I start to think about the issues in today’s business world that keep popping up.

According to Ms Saxton, statistically based on our data it is “anxiousness”. In layman’s terms “awfulizing”, thinking about what could go wrong, what might go wrong, what may go wrong. An example could be Brexit.

“Secondly, it is defensiveness. People think about who might be out to get at them. Who have they got to watch? We work in competitive environments so they think ‘what can I do to protect myself?’

“If you have these two - 'awfulizing' and defensiveness combining - it can become dangerous as the patterns will inhibit business growth. Because of suspicions, when people think the worst, it’s not good for energy or optimism about the future and the behaviour becomes contagious.

“See yourself as the people are seeing you and how that looks to the rest of the world and stay with that constantly.

“My business is about mental health and how to be resilient. You can take care of your mental health and enable yourself to bounce back whatever the challenge, using your 20% budget your mental budget effectively. You get so much more out of it for you and everybody around you."


“Mental efficiency for your life means you can achieve far more. It’s about getting the right balance of energy and using your 20% budget in a way that benefits all, not just your business but yourself and dependents.

“Why not have better mental health, live longer and help your business grow quicker. With all this and the positive unintended consequence, your family will be chuffed, it is a win-win all round.

All it leaves me to do now is test it out on the Coast to Coast cycle ride.

Helpful Tips
Always be outcome focused
Have a vision what think about does that look like when you have got to your destination? What would that have looked and sounded like use your ’ed’ words?
Check your physiology keep your chin up you keep in outcome focused part of the brain when you have it down you go in to emotion
Check the most important component of physiology breathing. If your breathing is hit and miss, you sabotage the oxygen getting to your brain.. enable it to travel to your brain.
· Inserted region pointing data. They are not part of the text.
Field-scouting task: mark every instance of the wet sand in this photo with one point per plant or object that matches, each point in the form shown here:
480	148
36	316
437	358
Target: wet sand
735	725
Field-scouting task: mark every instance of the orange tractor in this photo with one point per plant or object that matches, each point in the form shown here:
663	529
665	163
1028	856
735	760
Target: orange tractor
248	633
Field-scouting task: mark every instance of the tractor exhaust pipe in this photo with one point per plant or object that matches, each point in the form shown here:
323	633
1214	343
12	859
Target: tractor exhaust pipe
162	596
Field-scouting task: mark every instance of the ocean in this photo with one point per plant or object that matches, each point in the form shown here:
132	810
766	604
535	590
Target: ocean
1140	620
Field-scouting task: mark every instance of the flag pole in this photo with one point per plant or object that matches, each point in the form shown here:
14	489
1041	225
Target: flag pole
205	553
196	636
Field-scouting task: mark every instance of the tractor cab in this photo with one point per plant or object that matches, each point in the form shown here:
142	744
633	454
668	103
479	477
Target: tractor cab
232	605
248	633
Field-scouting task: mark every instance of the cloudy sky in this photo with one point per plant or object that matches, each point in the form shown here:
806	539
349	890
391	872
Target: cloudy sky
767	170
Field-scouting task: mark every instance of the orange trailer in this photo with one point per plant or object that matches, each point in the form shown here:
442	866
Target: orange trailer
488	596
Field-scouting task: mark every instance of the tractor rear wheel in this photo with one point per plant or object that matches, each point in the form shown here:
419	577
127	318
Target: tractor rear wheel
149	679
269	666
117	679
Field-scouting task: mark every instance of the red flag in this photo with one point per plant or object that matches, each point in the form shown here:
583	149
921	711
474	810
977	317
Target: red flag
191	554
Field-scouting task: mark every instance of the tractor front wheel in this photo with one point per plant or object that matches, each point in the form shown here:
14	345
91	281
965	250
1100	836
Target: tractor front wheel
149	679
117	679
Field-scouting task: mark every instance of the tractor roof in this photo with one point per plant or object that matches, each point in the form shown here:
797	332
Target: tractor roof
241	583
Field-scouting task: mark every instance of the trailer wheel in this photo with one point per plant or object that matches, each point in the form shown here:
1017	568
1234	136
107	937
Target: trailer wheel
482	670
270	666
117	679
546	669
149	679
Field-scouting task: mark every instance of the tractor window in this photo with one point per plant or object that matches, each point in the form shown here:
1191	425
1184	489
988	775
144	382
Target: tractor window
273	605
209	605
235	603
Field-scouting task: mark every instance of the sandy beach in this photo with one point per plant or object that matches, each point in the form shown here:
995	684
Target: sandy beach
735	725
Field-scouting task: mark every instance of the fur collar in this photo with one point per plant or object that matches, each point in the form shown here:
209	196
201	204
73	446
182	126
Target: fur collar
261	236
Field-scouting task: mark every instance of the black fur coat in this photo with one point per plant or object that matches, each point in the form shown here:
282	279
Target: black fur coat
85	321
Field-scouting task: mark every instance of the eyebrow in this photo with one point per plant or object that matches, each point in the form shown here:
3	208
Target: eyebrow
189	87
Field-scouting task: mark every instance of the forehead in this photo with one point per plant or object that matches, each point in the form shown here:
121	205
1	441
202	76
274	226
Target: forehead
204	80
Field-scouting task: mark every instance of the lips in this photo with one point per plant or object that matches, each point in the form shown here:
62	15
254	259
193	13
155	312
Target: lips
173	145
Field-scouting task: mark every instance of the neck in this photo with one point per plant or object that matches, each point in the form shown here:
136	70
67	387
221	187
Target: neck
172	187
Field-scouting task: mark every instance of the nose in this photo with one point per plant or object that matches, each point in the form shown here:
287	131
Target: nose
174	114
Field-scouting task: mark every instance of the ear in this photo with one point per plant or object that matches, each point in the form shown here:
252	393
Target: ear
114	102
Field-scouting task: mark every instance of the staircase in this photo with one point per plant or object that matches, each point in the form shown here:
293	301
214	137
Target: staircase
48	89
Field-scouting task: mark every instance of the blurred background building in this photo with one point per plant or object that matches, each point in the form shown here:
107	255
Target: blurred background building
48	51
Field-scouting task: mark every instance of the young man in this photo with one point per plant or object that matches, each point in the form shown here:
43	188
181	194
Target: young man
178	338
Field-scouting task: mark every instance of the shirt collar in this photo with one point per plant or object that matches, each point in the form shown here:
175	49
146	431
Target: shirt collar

The mind automatically when you are inside yourself, deletes, distorts and generalises what it is experiencing. As an example, if you are running an anxious pattern, when someone says this is going to happen and you think it will be OK, it will distort it, so you can’t trust them. If you see it from the outside, it might be case of, wait a minute it might be worth listening to that person because there might be something in what they are saying so I am not going to let my own stuff get in the way. So see it from the outside and search for the facts rather than actually distort and generalise.











*It worked - I completed the Coast to Coast on the hottest day of the year.